Robin: So my previous game before SoundSelf was a game called Deep Sea, where the player had to wear a gas mask and it monitored their breathing, and it set them in an underwater environment, and as you breathed out, you’d hear bubbles (bubble noise), and as you breathed in (breathing noise), you’d hear a regulator. And the gameplay was you have to listen for monsters and stereo and shoot them down. So it was more “gamey” than SoundSelf is. But what made that game interesting is the connection with breath, and it wound up being really terrifyin. People got incredibly scared. Somebody fainted while playing it, but he didn’t faint because it was terrifying, he fainted because he was suffocating, because our gameplay encouraged you not to breathe. So that’s what I made before this, I consider it [SoundSelf] kind of a sequel to that game, because it is using a lot of the research we used to make that game– in terms of the game’s relationship with the player’s body and with breath. SoundSelf is taking this research in a totally different direction, and instead of terrifying players, we are trying to induce a sense of euphoria.

 DnA: It seems as though the technology in console games is towards this kinetic sort of  movement, so this [SoundSelf] is taking that to a whole another level.

Robin:  There seems to be a trend towards biometrics. I don’t think any of the big consoles have announced heartbeat monitors on the controller, but that’s kind of what it would take to have that kind of biometric feedback in a console game. So yeah, things are really moving towards biometrics towards sucking people into the game environment, and the most visible way that’s happening, is this section of E3 where you know oh look, it’s bigger, it’s more realistic.

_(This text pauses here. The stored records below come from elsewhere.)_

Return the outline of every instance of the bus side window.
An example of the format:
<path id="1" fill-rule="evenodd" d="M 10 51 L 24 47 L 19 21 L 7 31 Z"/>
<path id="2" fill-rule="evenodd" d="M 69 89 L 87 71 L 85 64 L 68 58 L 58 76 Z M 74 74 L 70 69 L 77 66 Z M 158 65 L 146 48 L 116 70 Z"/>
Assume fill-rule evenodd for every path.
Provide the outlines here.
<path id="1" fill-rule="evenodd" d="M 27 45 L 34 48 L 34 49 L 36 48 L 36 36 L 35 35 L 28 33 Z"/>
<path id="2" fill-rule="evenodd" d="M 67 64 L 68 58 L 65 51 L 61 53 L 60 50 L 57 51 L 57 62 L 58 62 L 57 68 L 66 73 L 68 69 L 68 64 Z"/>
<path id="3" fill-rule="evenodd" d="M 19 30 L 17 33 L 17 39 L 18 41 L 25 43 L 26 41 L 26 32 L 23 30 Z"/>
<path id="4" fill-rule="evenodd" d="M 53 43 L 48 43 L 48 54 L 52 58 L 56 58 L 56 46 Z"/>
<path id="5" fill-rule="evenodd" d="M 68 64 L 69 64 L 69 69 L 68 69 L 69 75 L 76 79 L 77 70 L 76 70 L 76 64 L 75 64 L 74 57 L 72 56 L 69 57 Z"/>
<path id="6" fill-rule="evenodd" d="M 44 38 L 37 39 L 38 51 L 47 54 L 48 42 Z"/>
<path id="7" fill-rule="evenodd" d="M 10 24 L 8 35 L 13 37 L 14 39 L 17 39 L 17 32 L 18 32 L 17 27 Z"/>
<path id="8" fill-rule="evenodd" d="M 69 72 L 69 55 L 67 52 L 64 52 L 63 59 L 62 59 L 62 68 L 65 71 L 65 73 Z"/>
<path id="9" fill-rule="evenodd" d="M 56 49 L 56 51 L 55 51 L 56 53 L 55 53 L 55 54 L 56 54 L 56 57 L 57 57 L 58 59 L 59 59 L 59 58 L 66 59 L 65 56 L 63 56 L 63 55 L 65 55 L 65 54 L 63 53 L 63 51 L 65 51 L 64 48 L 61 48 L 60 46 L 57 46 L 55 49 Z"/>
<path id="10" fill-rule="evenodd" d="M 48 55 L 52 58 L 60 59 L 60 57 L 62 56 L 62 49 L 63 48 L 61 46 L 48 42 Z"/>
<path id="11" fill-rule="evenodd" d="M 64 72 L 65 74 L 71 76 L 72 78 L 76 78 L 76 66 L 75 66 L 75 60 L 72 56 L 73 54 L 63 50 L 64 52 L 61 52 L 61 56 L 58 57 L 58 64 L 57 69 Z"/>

DnA: What does biometrics mean?

Robin: Biometrics are a metric of biological things that are happening with the player. So a heartbeat monitor that takes the player’s heartbeat and feeds it into the gameplay is a kind of biometric. What we were doing with deep sea was breathing, and that’s kind of on the boundary. I don’t know if that’s really biometrics but it served a similar function. It was really bringing the player’s body into the game. Other ways of doing this are neurotransmitters and people have been experimenting with things where you wear a headset and you wear all of these, I think they’re like electrodes, on your skull and you use that to play the game. And the gameplay is usually limited to calm down to make a leaf go up, or breathe heavily and make your heart go up and do this. So I think the game play in these things is pretty simple so far.

DnA: So you’re saying that the devices you wear measure body and then react to it?

Robin: Yeah, we are really seeing a trend towards getting the whole player’s body into the game. And I see this manifesting in kind of 1 of 2 ways. There’s firstly, using player biometric data and immersive technology like the Oculus Rift, like we’re using here,  to take a traditional gaming experience, something like 1st person shooter and making that more realistic or making that more intense. And that’s great, I think that’s really cool. I don’t really play shooters, but when I first played shooters on the Oculus Rift I was like oh I might start playing shooters again. And the other side of that is, how can we build games out of the Oculus Rift? Instead of adapting previous gaming styles to it, how can we create new, exciting things that use these technologies in new and exciting ways?